アボカドサラダはどこにでもあるけど、タムさんのは全然違う。僕はタイに10回以上行っていますが、タムさんのよりおいしいサラダに出合ったことはないですね」。通訳を担当してくれた斎藤クンはそう言い切った。ほどよく熟したアボカドをていねいにカットして、ココナッツパウダーで香りを加えているのが“タムさん流”。この味の虜になって“追っかけ”がいる、というのも納得(実は斎藤クンも客の一人、普段はタイの農村を研究する大学院生)。
料理人歴30年で働いた店は100近く(笑って豪語)のお茶目な料理人・タムさんがこの夏、ついに自分の店『バーン・タム』(タムの家)を大久保に構えた。そのニュースはたちまち広まり、連日満席のにぎわい。私も初回は満員の熱気にあてられ放心状態。改めてランチに行って、今度はその味の繊細さに興奮状態!

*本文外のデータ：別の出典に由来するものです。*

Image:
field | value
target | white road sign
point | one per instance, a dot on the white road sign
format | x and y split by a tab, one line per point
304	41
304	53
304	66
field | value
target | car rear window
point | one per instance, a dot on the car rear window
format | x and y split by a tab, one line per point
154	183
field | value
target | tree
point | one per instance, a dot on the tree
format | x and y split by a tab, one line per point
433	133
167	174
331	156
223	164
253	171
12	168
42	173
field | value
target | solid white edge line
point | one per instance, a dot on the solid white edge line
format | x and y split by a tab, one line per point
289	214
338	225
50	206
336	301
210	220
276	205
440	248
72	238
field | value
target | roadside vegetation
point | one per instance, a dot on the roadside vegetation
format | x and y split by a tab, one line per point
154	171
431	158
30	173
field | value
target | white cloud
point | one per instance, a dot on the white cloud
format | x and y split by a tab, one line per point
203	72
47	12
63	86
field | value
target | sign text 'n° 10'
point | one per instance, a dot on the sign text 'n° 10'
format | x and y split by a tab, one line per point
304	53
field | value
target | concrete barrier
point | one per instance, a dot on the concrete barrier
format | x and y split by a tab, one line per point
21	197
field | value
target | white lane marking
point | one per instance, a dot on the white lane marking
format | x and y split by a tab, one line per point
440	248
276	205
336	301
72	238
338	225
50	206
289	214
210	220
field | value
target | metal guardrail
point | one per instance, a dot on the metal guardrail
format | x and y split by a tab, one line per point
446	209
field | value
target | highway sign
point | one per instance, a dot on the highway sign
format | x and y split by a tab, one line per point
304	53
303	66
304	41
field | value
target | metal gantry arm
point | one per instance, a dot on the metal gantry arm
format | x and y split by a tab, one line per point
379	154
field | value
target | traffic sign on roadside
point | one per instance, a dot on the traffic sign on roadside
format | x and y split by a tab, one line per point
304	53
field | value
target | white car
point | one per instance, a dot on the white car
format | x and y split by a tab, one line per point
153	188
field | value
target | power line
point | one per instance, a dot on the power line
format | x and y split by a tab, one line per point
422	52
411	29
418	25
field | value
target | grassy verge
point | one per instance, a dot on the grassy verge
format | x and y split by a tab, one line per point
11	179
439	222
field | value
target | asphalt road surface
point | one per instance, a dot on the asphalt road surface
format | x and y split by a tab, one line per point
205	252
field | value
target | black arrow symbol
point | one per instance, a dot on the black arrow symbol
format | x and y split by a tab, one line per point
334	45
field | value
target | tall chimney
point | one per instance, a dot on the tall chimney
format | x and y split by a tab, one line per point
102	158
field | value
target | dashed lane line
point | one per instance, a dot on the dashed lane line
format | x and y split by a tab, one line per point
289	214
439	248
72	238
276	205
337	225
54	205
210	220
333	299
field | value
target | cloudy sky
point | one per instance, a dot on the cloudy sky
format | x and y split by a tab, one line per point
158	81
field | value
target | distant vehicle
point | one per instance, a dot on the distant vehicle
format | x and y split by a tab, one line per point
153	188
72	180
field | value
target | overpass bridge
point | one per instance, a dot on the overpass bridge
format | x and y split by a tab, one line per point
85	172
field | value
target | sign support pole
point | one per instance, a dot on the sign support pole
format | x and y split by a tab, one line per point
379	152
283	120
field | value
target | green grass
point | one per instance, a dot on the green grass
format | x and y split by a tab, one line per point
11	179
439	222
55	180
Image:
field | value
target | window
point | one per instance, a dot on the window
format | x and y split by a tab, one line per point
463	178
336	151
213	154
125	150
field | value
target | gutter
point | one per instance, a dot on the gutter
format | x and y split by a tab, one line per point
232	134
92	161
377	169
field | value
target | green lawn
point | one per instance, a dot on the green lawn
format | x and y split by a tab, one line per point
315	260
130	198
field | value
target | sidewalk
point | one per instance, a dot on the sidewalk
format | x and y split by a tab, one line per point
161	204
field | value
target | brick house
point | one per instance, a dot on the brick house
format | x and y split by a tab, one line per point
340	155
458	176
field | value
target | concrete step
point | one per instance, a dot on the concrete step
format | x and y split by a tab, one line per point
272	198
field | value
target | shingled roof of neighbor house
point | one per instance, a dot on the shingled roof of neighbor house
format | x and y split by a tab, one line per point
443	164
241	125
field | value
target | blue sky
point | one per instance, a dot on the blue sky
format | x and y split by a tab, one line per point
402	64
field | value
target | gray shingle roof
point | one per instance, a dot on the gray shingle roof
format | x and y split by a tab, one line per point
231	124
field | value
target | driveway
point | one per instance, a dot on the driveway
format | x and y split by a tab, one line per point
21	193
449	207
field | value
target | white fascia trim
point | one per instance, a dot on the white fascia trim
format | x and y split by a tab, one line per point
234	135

今まで日本に根付いてきたタイ料理は、辛、酸、甘で構成された単純な味だった。ところがタムさんの料理はそのどの味も突出していない。もっと優しく、深い調和のとれた味だ。こんなタイ料理食べたことない! ちなみにメニューはアラカルト70種。注文があってから作るので、なかなか出ないことも。でも、どんなに待ってもその価値がある。私も、もうタムさんの味の虜になってしまった。